How is this for ambitious? Vodacom in South Africa is hoping to sign up 10m subscribers to its M-Pesa mobile banking and payments platform within the next five years. To put that in context, the cellular operator managed to sign up only a million South Africans after M-Pesa was first launched in 2010.
Vodacom, now working with Bidvest Bank instead of Nedbank, relaunched M-Pesa in its home market last week in an effort to get consumers more interested in a payments platform that has enjoyed huge successes in Tanzania and in Kenya, where it was conceived and developed by sister company Safaricom.
According to Vodacom’s latest annual report, M-Pesa in Tanzania contributed nearly a fifth of the company’s service revenue in that market in the financial year to end-March 2014. The group has 6m M-Pesa customers across its markets in Southern Africa. More than half of Vodacom’s customers in Tanzania uses M-Pesa. In Kenya, Safaricom has over 18m M-Pesa users, representing more than 70% of the East African nation’s adult population.
The fact that M-Pesa — pesa is the Swahili word for money — has not amounted to much in South Africa, Vodacom’s biggest market by far where it has 32m mobile subscribers, has proved immensely frustrating for management.
But it’s taken its time recrafting the proposition for the local market, putting off the relaunch by a year while it ensures, for one thing, that it has the right framework in place with regulators to ease the paperwork burden.
Vodacom is pinning its hopes on a turnaround for M-Pesa in South Africa on four main pillars: distribution, registration, functionality and loyalty.

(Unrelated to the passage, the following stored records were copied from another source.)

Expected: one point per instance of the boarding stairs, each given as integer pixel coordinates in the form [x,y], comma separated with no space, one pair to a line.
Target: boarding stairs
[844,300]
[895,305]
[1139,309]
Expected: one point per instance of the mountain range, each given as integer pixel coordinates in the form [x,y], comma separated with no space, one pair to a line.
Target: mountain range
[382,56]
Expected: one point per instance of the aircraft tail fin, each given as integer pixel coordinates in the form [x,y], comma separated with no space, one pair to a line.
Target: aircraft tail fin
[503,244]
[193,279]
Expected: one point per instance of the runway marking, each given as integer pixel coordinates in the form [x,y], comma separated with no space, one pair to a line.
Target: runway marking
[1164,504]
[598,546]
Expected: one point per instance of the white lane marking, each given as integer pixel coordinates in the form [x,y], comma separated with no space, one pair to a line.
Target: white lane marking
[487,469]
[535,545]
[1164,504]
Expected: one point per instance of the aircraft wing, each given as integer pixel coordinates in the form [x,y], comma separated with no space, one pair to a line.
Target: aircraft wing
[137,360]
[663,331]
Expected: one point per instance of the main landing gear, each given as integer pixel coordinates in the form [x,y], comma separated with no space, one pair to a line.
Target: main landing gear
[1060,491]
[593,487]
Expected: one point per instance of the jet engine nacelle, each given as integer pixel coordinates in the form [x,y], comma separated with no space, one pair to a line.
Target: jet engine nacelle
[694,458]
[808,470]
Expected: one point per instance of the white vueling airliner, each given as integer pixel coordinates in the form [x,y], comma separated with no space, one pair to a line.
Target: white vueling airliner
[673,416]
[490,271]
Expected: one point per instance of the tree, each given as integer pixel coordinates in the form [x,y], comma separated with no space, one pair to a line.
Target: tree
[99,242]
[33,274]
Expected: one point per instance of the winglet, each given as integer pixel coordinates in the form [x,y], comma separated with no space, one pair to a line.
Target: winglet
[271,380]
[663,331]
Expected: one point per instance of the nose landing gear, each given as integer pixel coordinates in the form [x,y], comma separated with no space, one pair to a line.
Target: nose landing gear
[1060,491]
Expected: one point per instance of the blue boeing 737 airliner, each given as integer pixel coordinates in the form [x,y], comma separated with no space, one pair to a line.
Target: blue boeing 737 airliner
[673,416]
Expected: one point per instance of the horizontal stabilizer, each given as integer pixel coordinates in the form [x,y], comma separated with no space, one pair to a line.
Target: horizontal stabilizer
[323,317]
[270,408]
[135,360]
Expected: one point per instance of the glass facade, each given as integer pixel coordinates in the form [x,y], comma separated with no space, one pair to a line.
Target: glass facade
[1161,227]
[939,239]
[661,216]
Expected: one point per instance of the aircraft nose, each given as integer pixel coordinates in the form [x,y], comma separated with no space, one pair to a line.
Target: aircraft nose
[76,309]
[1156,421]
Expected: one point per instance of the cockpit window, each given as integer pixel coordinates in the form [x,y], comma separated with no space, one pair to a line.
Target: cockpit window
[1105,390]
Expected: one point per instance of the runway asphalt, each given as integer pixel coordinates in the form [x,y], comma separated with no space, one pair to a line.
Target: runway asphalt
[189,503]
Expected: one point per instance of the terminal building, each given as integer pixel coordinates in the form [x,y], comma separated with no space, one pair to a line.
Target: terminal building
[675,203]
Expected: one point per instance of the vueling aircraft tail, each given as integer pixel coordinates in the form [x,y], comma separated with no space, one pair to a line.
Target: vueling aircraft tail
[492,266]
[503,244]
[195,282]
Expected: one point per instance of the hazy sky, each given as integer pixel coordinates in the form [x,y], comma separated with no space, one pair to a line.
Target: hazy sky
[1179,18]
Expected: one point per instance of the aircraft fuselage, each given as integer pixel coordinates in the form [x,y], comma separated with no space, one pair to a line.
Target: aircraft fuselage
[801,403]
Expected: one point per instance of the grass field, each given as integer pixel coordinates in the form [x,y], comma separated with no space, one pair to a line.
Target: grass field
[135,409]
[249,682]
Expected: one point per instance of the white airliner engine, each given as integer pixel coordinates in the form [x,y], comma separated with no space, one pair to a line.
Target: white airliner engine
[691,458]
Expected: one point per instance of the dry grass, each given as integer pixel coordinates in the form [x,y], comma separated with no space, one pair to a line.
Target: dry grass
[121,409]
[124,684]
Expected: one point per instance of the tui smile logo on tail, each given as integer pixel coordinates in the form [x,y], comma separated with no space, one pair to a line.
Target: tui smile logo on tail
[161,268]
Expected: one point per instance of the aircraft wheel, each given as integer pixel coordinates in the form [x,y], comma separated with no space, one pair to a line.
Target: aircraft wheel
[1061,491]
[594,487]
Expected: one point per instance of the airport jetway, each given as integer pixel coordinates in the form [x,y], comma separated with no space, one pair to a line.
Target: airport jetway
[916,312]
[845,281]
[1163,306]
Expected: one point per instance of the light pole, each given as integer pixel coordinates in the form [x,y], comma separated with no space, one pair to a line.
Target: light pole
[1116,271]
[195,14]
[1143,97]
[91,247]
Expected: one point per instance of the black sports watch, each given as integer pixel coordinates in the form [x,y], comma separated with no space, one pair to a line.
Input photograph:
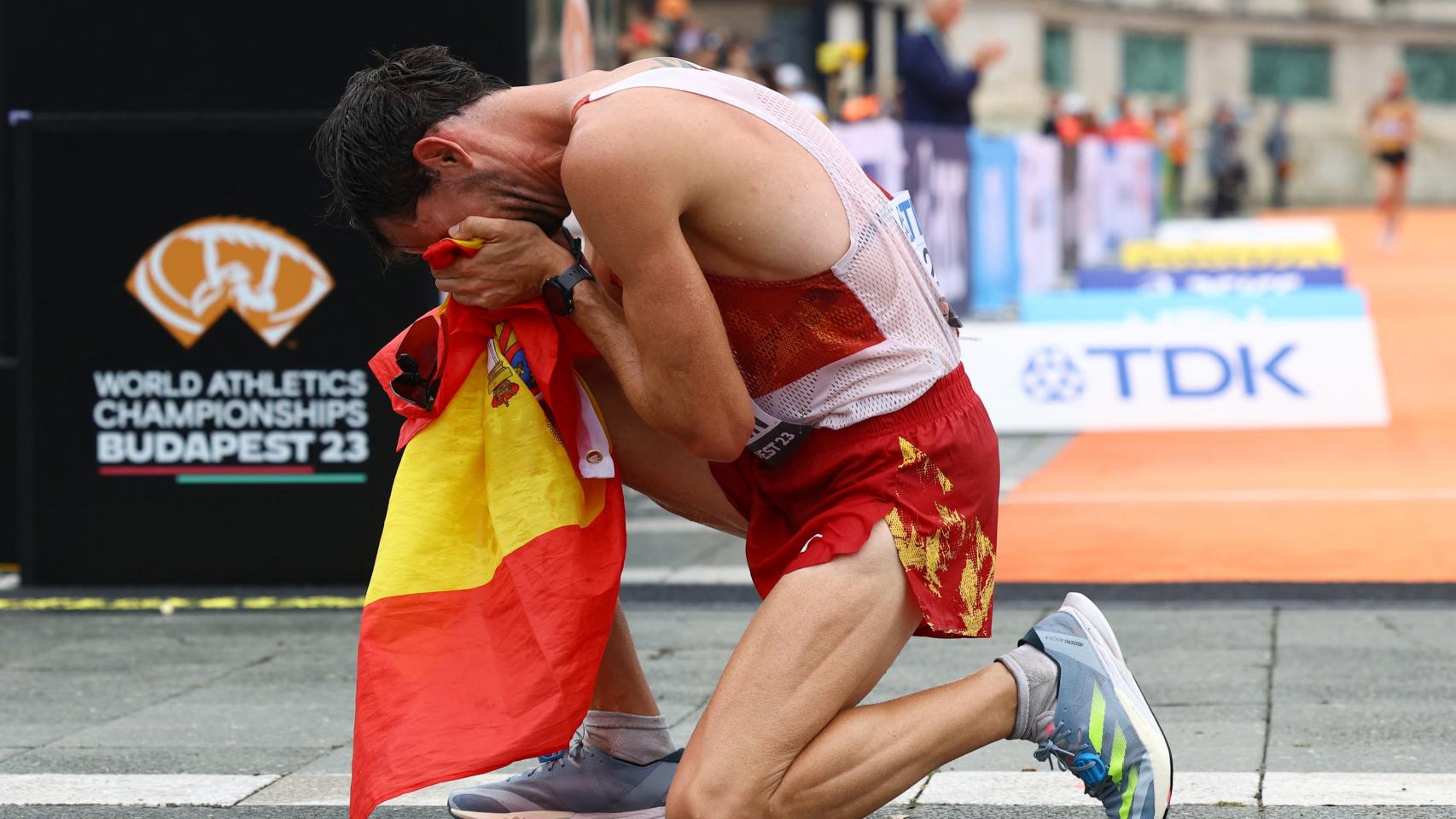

Of these, distribution is probably the most important. That’s why the company intends ensuring that M-Pesa is available just about everywhere that consumers can buy airtime. It plans to roll out the service to 30 000 retail outlets, both formal and informal, by year-end, from about 8 000 outlets now. That’s orders of magnitude larger than at 2010’s launch.
Experience in Kenya and Tanzania shows that M-Pesa has to be accessible just about everywhere.
Ease of registration is also likely to be decisive in reviving M-Pesa’s fortunes.
Gone is the need for customers to present themselves in person with their ID. Now they can simply sign up using the USSD menus on their phones. They don’t need to go through a “Fica” process, although transactions are limited to R1 000/day or R25 000/month. Those wanting higher limits must get Fica’d.
Vodacom is also offering a Visa-branded, chip-and-Pin-based debit card, allowing them make purchases where M-Pesa is not accepted. The card costs R10, but attracts no monthly fees and comes with bonus airtime. Indeed, free airtime incentives are a big feature of the new M-Pesa to drive customer uptake and product stickiness. The debit card provides access to 27 000 ATMs on the Saswitch network and to 240 000 merchants countrywide.
Fees seem reasonable, too, with no charges if the customer doesn’t use the service. There is, however, no interest paid on positive balances. It’s free to deposit money. Transfers to other M-Pesa customers cost R1 (R4 to non-registered customers and to users on other networks) and cash-out costs R2,50 plus R1 for every R100 at retail and R5 plus R1 for every R100 at an ATM.
To load the M-Pesa wallet, consumers either buy vouchers or top up their accounts using Internet banking. Though Internet transfers take a full day to reflect on users’ M-Pesa accounts, Vodacom says this will be reduced to just 15 minutes soon thanks to agreements with the banks. Employers can also deposit wages directly into employees’ M-Pesa wallets, making them more akin to full-service bank accounts.
Vodacom’s new approach to M-Pesa certainly ticks the right boxes; it’s likely to be much more successful this time around. But it won’t have the market to itself.
Rival MTN is also making significant headway in the m-payments space. It relaunched its Mobile Money offering in partnership with retailer Pick n Pay in June and is offering consumers similar services to M-Pesa.
Only time will tell whether MTN and Vodacom will be more successful. But the inevitable dogfight as South Africa’s two largest mobile operators scramble for dominance in a new market will undoubtedly propel innovation and benefit consumers as mobile phones become a platform for mass commerce.